I’ve started to jot down a few notes and arrange them in a more visual way on my wall so I can begin to see different ways to put ideas together. As structure is particularly important to my performances (I would be tempted to call them structuralist if that term hadn’t already gained too much baggage) and structure can often lead me to the form of the work, this mapping has to happen now so that the project unfolds on all levels at the same time.
In the West we all know how English translations of Chinese can garble meaning and produce some inadvertently funny results. I’ve come across some pretty unappetising sounding dishes in Chinese menus and I remember trying to make sense of a radio alarm clock’s operating instructions once. The manufactures must have wanted to save money by using google translate to produce the instructions. This one came out so abstract that in places I simply couldn’t even figure out what they wanted to say. Anyway, most of us in the West have had experiences like this in one form or another and I have to say I quite enjoy these rough and ready translations. There are many to see here in China and websites full of them, like this one: http://www.flickr.com/groups/chinglish/
What I was very happy to learn is that there are some examples that travel in the opposite direction too: Westerner’s attempts at communication in Chinese which don’t quite work out. These typically follow a slightly different path apparently. A source of amusement here can be Westerners getting their tones wrong and inadvertently saying nonsensical or even plain rude things in their basic Chinese. I noticed that during my language exchanges there have been occasions in which my partners have had to stifle laughs or have told me ‘be very careful not to say that with a first tone, it should be with a second tone. With a first tone it is a very bad word’.

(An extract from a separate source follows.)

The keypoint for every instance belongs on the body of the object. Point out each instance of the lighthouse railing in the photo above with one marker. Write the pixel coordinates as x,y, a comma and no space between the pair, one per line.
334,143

In a spirit of fairness then, I should try to note failings in communication that happen in both directions. I even have half an idea to try to perform the piece here in China in my faltering Chinese and have a Chinese person translate for me in faltering English. The problem is I rarely come across the right people who speak English as badly as I speak Chinese. Of course a lot of people here do speak little or no English but they are somehow too removed from my world for that to even count. For such a thing to work in a performance there should be an equality of status within the frame of the performance. Elaine, the cosmetics saleswoman is the best candidate I’ve met so far.